#399 word delimiters ignored

release
closed-fixed
Eddy De Greef
Program (402)
5
2004-08-20
2004-08-13
Victor Shoup
No

I have orverriden the default word delimiters for latex
(which by the way, should be changed).
This worked fine in v5.1.1, but not in v5.4.
In v5.4, while incremental search respects my word delimiters,
ordinary search and search and replace does not.

For example, I added the character "_" to the word delimiter list.
When I do a search for the pattern "<x>" in the text "x_1",
it does not fine "x".

Discussion

  • Eddy De Greef
    Eddy De Greef
    2004-08-13

    Logged In: YES
    user_id=73597

    I think the problem only exists for the '_' character. It's
    not a general delimiter problem.

    The meaning of '<' and '>' was slightly changed in 5.4 to be
    more conventional, but as a side effect '_' is now always
    considered to be a word character, so there can be no right
    word boundary in front of it.

    In fact, other regular expressions (\B, \w, and \W) will
    treat '_' (incorrectly) as a word character too in your
    case, even in v5.1.1, I think.

    So we should fix this and treat '_' only as a word character
    when it is not defined as a delimiter. Since this is not a
    regression (except for the '<' and '>' case), I presume this
    will have to wait till v5.5 has been released because we're
    currently in release preparation mode.

     
  • Eddy De Greef
    Eddy De Greef
    2004-08-13

    • labels: --> Program
    • milestone: --> release
    • assigned_to: nobody --> edg
     
  • Victor Shoup
    Victor Shoup
    2004-08-13

    Logged In: YES
    user_id=1103421

    I have found nedit to be really great for editing latex files, and the ability
    to make "_" a word delimiter is extremely useful for changing
    variable names using "<...>", since "_" is the subscript character in latex.
    If you can fix this in upcoming versions, I'll continue to be a happy
    nedit user.
    For now, I'll have to continue using v5.1.1, since I find this feature
    indepensable.

     
  • Victor Shoup
    Victor Shoup
    2004-08-13

    Logged In: YES
    user_id=1103421

    Just one other comment (and then I'll be quiet).
    In v5.1.1, double clicking to select a word does the right thing with "_",
    while \w does not. I never noticed that before.
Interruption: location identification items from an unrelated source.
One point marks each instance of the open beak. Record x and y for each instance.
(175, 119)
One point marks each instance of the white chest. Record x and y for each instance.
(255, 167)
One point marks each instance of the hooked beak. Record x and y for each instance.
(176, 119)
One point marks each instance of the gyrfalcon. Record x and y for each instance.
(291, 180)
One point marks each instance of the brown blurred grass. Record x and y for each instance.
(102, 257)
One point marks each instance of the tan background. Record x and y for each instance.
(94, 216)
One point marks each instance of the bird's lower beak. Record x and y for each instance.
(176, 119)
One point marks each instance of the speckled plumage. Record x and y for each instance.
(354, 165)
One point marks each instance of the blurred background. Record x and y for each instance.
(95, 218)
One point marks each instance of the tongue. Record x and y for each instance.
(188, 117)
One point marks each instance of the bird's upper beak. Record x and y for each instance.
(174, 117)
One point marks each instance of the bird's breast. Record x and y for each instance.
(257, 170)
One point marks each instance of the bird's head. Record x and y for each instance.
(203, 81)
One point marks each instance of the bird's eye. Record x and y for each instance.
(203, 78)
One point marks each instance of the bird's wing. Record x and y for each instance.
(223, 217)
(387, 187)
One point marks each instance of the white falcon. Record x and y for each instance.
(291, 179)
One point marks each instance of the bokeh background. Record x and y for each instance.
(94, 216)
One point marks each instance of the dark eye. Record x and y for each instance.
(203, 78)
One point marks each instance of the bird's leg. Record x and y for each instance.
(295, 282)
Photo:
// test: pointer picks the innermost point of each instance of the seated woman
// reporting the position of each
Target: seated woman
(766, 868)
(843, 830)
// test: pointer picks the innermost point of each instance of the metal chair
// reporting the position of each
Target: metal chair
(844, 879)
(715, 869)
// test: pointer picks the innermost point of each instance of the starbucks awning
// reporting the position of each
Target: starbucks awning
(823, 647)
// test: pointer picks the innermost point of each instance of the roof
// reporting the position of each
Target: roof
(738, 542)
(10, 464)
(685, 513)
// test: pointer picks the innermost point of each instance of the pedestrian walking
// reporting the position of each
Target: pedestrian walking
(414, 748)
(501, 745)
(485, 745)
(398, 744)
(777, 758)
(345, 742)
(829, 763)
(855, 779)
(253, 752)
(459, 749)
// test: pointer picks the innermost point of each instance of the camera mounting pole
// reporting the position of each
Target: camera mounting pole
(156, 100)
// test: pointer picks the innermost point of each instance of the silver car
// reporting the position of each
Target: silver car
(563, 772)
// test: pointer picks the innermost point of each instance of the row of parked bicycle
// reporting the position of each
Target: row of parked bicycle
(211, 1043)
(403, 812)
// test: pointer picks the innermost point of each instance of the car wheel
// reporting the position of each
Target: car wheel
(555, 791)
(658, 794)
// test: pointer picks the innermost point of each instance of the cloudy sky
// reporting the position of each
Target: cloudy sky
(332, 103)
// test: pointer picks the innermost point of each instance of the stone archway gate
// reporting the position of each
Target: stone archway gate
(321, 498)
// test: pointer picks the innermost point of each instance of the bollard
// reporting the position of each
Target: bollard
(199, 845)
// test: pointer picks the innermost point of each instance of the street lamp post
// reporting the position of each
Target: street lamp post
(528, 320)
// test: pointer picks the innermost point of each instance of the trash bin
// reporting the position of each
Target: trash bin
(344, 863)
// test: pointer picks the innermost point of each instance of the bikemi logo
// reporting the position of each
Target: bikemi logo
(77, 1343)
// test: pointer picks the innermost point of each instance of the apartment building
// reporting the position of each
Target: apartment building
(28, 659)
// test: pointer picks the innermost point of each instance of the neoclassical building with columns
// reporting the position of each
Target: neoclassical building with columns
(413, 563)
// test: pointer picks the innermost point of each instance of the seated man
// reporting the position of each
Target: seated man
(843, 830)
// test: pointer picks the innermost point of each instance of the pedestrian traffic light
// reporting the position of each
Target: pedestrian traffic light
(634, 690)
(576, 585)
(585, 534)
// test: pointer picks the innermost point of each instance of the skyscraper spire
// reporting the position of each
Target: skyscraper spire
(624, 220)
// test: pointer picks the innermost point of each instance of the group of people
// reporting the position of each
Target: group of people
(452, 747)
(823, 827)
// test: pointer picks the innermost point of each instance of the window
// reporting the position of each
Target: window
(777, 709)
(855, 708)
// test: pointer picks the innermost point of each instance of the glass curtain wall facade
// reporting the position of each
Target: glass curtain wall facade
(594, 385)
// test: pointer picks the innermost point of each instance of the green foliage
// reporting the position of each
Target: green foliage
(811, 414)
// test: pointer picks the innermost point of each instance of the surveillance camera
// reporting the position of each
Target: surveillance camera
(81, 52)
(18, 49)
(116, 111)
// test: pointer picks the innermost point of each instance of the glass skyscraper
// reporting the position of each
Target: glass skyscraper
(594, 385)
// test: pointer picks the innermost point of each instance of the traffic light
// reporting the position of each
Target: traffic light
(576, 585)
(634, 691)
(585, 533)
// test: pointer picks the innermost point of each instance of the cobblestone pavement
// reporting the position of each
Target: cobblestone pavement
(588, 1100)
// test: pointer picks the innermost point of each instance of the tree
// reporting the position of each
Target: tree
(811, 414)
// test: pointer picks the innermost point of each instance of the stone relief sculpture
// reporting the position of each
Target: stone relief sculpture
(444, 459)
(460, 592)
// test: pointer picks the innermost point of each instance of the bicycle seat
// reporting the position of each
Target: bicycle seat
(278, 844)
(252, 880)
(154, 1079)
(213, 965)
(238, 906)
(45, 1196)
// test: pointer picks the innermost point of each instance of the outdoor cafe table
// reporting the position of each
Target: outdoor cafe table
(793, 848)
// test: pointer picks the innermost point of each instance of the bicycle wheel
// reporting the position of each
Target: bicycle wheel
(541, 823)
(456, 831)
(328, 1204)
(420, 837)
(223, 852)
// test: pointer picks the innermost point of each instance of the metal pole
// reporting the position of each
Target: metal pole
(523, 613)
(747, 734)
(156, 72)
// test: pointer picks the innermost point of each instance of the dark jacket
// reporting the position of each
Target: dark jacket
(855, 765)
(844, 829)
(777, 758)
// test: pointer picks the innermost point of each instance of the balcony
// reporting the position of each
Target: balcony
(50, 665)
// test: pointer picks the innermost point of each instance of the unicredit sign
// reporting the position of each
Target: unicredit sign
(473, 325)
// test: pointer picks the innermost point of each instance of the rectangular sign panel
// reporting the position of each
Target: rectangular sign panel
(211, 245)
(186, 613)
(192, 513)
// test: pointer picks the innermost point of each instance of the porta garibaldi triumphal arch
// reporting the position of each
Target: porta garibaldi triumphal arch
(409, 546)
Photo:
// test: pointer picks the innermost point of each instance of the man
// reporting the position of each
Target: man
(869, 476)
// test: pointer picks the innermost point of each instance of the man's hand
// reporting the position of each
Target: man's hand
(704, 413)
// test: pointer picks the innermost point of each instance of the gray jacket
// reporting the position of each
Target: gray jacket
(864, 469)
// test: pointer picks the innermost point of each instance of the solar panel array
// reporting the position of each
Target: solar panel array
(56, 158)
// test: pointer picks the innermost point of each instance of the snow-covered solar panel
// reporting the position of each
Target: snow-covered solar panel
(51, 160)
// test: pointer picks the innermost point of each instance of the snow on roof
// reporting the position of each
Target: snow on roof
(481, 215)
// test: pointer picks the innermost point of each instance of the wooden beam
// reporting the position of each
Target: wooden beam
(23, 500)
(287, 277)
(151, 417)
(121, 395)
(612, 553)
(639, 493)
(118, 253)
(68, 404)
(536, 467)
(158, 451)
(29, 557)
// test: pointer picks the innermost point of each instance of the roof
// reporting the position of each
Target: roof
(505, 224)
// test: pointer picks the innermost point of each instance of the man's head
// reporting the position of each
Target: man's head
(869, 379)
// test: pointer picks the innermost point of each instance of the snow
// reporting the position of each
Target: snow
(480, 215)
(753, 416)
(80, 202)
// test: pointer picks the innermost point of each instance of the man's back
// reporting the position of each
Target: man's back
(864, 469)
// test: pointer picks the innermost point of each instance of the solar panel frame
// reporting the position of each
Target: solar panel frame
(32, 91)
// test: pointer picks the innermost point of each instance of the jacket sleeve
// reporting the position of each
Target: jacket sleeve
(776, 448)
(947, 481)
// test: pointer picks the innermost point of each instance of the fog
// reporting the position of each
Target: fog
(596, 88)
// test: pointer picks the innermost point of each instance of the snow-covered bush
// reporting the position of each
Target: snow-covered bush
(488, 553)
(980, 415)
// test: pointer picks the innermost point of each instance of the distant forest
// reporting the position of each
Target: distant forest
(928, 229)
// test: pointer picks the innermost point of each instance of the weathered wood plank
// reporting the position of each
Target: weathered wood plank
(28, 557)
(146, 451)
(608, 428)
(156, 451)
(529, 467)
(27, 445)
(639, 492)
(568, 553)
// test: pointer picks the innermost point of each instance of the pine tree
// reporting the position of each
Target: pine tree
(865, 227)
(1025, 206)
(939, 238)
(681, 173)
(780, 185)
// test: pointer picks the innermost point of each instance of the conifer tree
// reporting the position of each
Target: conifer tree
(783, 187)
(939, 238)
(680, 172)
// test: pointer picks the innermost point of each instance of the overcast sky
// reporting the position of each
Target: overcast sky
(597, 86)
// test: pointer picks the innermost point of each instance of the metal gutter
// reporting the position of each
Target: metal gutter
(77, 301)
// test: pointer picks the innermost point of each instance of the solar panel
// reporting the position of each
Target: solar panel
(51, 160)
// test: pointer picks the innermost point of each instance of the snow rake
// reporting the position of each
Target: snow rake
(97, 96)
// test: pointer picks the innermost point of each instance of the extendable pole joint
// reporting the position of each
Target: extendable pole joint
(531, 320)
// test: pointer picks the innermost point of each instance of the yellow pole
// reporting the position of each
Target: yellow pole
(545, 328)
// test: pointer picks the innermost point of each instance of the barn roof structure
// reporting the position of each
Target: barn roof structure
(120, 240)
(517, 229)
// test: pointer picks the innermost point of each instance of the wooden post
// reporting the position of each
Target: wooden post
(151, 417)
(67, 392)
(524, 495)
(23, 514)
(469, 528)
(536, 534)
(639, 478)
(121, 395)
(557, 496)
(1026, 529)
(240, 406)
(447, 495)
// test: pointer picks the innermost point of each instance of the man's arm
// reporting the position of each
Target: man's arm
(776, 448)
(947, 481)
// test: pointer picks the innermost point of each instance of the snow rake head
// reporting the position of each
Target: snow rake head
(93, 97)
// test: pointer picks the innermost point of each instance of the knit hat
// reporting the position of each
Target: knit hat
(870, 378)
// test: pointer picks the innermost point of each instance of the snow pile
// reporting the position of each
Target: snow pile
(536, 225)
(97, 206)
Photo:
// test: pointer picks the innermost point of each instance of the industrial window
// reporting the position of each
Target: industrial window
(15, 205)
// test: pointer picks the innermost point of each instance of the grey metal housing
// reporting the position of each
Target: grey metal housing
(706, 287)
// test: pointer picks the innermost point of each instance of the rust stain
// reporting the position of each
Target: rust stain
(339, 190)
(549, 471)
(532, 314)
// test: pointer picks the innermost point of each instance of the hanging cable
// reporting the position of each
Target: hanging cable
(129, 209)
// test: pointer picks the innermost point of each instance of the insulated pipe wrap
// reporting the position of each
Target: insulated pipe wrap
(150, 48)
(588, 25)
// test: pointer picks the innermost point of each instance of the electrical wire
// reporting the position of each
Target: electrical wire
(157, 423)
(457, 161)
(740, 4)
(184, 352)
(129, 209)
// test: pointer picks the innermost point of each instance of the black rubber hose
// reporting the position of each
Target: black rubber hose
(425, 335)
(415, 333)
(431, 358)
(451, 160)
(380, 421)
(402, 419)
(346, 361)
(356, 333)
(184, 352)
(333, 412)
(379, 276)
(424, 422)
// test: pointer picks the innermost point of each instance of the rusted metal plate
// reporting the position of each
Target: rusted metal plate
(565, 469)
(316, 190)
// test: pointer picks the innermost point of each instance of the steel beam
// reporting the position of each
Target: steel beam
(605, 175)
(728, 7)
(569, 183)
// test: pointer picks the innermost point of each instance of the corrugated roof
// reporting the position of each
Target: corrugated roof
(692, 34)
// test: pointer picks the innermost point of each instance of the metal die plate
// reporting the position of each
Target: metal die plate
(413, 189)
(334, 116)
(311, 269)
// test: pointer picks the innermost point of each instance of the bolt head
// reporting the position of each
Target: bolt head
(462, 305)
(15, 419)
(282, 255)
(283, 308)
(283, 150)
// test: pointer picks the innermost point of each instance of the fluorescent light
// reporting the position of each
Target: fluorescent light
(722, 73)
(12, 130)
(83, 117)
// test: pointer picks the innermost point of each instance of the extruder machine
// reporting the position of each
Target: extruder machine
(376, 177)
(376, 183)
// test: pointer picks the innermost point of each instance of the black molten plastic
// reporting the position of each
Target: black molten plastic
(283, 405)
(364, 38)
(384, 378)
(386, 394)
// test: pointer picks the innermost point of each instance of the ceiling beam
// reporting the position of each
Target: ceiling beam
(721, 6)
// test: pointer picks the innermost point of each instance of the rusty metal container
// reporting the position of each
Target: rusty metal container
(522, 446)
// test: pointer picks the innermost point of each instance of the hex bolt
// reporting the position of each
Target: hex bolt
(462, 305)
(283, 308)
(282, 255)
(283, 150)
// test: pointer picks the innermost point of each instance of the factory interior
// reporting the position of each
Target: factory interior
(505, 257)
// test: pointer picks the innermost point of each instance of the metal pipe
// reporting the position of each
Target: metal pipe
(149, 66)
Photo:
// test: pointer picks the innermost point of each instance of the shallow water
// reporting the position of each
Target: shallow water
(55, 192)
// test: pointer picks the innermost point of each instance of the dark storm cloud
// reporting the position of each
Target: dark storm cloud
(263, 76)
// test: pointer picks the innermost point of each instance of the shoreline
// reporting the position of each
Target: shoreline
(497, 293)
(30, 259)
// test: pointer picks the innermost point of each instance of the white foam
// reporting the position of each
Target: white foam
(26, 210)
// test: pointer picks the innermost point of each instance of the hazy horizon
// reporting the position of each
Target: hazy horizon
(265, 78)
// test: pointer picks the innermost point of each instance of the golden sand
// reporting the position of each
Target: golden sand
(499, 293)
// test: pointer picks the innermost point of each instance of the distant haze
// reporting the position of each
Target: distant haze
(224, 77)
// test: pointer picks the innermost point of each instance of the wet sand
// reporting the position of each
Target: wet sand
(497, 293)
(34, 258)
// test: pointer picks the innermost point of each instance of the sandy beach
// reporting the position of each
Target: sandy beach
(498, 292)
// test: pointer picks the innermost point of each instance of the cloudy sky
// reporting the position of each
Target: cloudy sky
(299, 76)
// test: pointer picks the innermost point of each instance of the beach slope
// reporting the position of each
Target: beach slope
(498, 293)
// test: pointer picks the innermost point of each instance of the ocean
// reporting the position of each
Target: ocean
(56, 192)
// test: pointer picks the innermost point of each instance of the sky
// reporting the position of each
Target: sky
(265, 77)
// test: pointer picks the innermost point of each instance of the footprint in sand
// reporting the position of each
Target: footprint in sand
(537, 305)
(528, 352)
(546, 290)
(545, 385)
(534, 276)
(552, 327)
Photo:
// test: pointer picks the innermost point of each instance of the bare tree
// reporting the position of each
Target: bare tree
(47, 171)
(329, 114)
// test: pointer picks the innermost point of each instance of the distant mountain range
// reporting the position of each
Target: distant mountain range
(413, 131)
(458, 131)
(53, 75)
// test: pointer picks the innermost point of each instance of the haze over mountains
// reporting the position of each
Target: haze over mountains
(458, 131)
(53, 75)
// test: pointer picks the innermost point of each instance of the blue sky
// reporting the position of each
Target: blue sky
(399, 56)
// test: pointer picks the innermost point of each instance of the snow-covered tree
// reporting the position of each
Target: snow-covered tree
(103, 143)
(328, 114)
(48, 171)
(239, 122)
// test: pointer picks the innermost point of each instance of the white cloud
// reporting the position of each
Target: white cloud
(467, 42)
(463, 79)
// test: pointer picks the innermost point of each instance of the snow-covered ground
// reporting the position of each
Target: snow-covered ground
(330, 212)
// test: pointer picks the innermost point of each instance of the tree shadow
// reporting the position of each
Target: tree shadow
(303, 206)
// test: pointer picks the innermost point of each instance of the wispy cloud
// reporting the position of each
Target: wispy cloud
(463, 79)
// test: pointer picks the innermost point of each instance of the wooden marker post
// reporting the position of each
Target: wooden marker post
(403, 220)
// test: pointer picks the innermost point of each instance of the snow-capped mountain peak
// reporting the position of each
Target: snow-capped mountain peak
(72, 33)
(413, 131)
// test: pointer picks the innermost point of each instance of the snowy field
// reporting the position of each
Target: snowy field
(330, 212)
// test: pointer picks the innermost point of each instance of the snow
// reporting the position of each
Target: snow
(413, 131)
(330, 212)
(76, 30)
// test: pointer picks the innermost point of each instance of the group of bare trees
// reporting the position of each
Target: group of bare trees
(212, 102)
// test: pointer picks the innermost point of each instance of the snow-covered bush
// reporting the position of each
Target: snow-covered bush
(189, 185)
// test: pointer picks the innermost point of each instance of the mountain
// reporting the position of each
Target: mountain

    I'm not sure why edg does not classify this as a regression...
    it seems like that is a subjective call...as far as I'm concerned,
    "<...>", as well as double clicking to select a word, worked fine before,
    but now they are broken (in addition to \w, which was apparently
    always broken).

    I'm also wondering why nedit does not have a variable specifying
    which characters are word characters, rather than which characters
    are delimiter characters...the former would seem more natural
    (that's what vim does, for example).

     
  • Eddy De Greef
    Eddy De Greef
    2004-08-13

    Logged In: YES
    user_id=73597

    > I'm not sure why edg does not classify this as a regression...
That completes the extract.